I'm working with three dataframes: df_1
, df_2
, and df_3
.
They have different numbers of rows and columns, and different information. Each dataframe is indexed by Country name, so that is what connects them all.
The idea is to find the intersection of the three and determine how many unique elements are lost when we do that intersecting.
I start by calling those df's from the function they were created in:
df_1, df_2, df_3 = load_data()
merged_1 = pd.merge(df_1, df_2, how = 'inner', left_index = True, right_index = True)
merged_2 = pd.merge(merged_1, df_3, how = 'inner', left_index = True, right_index = True)
unique_df_1 = pd.merge(df_1, merged_2, how = 'left', left_index = True, right_index = True,
indicator = True).query('_merge=="left_only"')
unique_df_2 = pd.merge(df_2, merged_2, how = 'left', left_index = True, right_index = True,
indicator = True).query('_merge=="left_only"')

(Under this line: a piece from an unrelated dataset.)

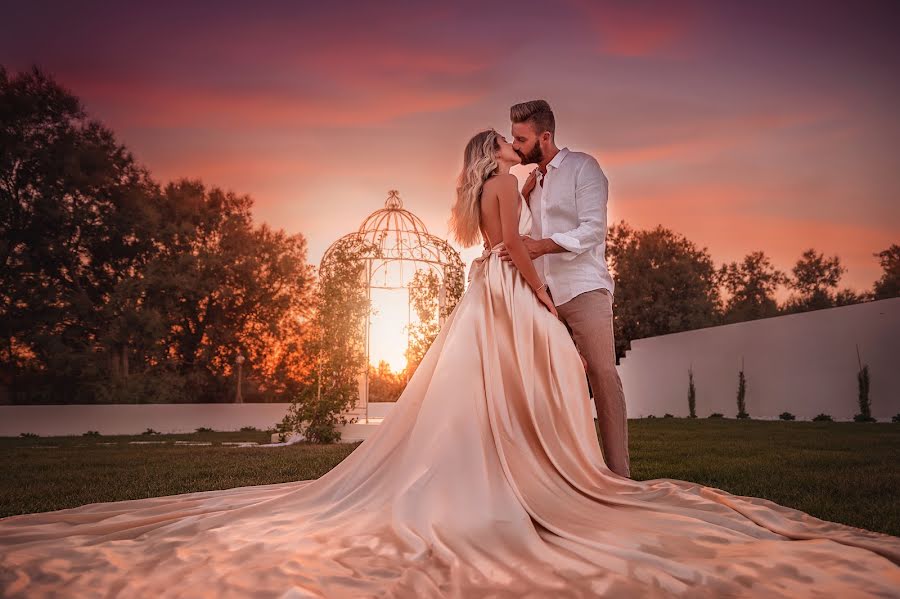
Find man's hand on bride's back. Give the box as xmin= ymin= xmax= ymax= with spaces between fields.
xmin=497 ymin=235 xmax=544 ymax=262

unique_df_3 = pd.merge(df_3, merged_2, how = 'left', left_index = True, right_index = True,
indicator = True).query('_merge=="left_only"')
return (len(unique_df_1)+len(unique_df_2)+len(unique_df_3))
This is my very first post on stack overflow, so I hope I did everything correctly. Apologies if I did not or if my writing was not clear.